LoRa Data rates

Has anyone had any luck in coding adaptive data rates?

I tried changing the SF, which I got working but found out the Rx must be on the same SF to receive the packet.
Is there another way to have changing data rates?

I’m building a high altitude balloon and I don’t really want or need SF12 for the start of the flight as it’ll be in close range, but once it’s potentially hundreds of km away it would be useful.

I’m using rfm9x module on 433MHz with the Radiohead library.

Do you actually have a problem using SF12 at close range?

Not a problem as such, but it’s taking 4.5s to send the packet, meaning I can only send one every 45s to stay within 10% duty cycle. I’d much rather send a quick packet, 200mS every 10s until I need SF12 for the range.

I’ve got the transmitter to count how many replies it gets or doesn’t get from the ground station, then it changes SF. Problem is once it changes, the receiver doesn’t know if it’s out of range or just on a different SF.

The solution is to negotiate the changeover, so that both ends remain compatible.

On the other hand, balloons don't move very quickly, and a once-a-minute update seems reasonable. Or choose a compromise SF. Lots of useful info on this site!

Nope.

For LoRa comms to work you have to match;

Frequency, Spreading factor and bandwidth.

For a high altitude balloon; have it send out every few minutes a very short 'request' packet at the long range settings. It then waits 5 seconds or so for a reply which contains the LoRa settings it should use in future.

The ground based receiver just needs to be set up to go into 'request' listen and send the appropriate LoRa settings (in long range mode) when it receives the 'request'.

Also not difficult to arrange for the balloon to TX mostly at short range fast settings and then once a minute TX at long range.

I wonder how much data you need to transfer.
You should minimize your payload.
When you post the structure of your payload, you might get hints what and how could be reduced.

P.S.: an airtime calculator:

Thats an airtime calculator for LoRaWAN and there is a circa 13 byte header for LoRaWAN packets.

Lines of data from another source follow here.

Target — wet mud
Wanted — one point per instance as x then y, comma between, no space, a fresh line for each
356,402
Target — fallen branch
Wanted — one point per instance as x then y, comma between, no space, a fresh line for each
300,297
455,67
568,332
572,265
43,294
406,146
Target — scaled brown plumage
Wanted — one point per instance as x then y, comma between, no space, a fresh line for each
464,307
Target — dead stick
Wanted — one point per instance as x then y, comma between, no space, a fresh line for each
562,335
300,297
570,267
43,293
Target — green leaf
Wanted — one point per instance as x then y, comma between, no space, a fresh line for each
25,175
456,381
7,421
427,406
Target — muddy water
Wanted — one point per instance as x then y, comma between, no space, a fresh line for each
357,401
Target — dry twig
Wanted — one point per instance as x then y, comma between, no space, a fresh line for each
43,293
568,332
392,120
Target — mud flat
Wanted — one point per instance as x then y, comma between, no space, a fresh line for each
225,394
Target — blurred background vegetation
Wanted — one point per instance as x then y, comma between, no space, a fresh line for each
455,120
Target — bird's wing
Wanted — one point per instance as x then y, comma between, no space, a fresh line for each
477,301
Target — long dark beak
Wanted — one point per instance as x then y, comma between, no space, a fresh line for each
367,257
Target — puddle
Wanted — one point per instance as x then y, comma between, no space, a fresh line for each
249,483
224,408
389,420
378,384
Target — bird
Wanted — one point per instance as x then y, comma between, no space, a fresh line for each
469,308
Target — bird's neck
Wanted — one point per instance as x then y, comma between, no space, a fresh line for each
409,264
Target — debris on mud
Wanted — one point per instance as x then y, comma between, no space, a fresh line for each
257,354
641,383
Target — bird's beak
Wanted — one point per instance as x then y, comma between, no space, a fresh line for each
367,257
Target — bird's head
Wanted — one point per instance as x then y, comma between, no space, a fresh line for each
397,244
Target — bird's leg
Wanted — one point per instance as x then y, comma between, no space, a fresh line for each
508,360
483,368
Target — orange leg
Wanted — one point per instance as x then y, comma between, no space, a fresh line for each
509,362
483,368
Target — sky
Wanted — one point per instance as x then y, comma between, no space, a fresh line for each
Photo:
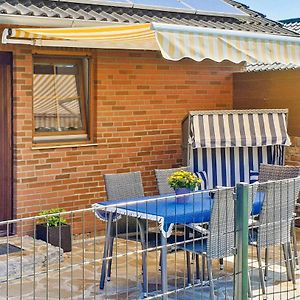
275,9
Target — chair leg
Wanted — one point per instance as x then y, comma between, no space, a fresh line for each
188,267
203,268
261,275
210,278
197,267
286,260
249,287
292,265
111,247
105,251
144,259
266,263
221,260
103,268
294,239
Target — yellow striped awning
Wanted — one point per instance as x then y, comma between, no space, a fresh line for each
174,41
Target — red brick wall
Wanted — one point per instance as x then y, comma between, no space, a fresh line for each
141,100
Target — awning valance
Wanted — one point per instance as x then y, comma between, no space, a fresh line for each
174,41
218,129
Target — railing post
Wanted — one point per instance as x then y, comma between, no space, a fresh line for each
241,259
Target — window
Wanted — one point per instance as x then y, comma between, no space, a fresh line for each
60,99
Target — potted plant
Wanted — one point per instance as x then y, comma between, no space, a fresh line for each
183,182
54,229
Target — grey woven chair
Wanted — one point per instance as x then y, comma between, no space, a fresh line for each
218,240
274,172
162,179
269,172
120,187
274,223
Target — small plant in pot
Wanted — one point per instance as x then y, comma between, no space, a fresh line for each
183,182
54,229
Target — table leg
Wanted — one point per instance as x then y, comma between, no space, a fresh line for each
164,269
105,252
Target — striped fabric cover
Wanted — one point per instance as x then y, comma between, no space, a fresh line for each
253,176
228,166
55,95
204,180
173,40
217,130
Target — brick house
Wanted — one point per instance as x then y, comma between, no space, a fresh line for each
134,102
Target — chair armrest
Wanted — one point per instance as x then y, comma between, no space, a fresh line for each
198,227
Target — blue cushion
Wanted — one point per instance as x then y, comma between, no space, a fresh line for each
253,176
252,236
204,180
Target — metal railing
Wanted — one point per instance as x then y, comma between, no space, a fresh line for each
160,247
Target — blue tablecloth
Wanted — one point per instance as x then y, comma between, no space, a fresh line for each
166,210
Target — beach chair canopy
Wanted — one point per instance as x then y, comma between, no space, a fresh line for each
228,145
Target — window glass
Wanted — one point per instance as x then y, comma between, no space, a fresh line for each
58,97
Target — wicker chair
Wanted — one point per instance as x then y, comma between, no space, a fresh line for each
162,179
119,187
218,240
274,172
274,223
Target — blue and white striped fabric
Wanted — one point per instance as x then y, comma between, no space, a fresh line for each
238,129
231,165
203,176
253,176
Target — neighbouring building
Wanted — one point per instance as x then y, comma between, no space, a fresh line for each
270,86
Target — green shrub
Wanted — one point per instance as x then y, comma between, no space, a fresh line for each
184,179
53,221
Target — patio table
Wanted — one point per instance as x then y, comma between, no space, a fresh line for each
167,212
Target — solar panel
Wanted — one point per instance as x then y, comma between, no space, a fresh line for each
213,6
119,3
168,5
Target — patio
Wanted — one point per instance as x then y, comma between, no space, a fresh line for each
76,274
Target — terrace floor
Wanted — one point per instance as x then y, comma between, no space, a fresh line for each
76,274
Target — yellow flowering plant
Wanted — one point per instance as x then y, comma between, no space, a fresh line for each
184,179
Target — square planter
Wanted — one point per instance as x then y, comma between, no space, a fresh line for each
59,236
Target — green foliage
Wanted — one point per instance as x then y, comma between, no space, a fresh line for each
184,179
53,221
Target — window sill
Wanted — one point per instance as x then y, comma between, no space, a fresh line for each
43,147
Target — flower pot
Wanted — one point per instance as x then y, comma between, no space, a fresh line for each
181,191
59,236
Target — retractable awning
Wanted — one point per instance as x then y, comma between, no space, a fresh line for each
174,41
238,129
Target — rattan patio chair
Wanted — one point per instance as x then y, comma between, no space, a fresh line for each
274,223
275,172
162,179
218,240
119,187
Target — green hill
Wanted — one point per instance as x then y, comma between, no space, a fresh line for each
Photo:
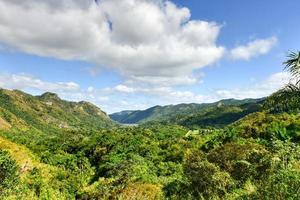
170,112
48,112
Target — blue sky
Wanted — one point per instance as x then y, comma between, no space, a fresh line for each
138,53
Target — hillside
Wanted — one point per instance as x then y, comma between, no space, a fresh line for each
170,112
23,111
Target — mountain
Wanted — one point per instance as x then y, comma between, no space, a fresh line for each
170,112
219,116
48,112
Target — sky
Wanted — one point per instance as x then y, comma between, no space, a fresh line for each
134,54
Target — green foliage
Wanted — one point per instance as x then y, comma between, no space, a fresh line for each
174,113
229,152
9,176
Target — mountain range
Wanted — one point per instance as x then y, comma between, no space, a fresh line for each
181,112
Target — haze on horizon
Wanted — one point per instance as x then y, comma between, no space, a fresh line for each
135,54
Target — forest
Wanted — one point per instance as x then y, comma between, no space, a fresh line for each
55,149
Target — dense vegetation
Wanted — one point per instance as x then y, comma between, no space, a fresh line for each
65,150
175,112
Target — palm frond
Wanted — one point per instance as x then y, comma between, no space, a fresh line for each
293,64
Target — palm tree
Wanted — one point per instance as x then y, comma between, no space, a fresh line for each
293,64
288,98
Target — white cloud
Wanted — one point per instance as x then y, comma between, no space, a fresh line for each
253,49
138,38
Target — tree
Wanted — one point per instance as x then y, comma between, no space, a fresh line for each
288,98
293,64
8,173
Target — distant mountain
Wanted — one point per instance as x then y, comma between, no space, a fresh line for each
172,112
48,113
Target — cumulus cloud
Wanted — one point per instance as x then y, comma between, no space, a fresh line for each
137,38
253,49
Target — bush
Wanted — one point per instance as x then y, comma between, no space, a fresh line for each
9,176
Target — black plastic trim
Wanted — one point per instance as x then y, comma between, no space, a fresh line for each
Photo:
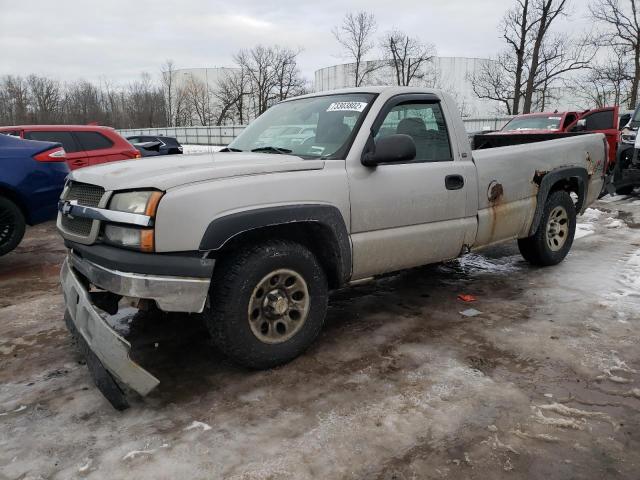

So a 1 byte payload is actually sent as circa 14 bytes.

Semtech provide a 'LoRa Modem Calculator Tool' that will give you the airtime for a LoRa packet.

1 Like
struct payload{
  uint32_t Secs_since_launch;
  int32_t Lat;
  int32_t Long;
  uint16_t GPS_Alt;
  uint16_t GPS_Speed;
  int16_t VS;   
  int16_t Temp_in;
  int16_t Temp_out;
  uint16_t V_batt;     
  uint16_t Max_Alt;   

I guess the only things really 'needed' are Lat, Long and Alt, but the others are interesting and if I lose the payload I can recreate a good portion of the flight from the ground station.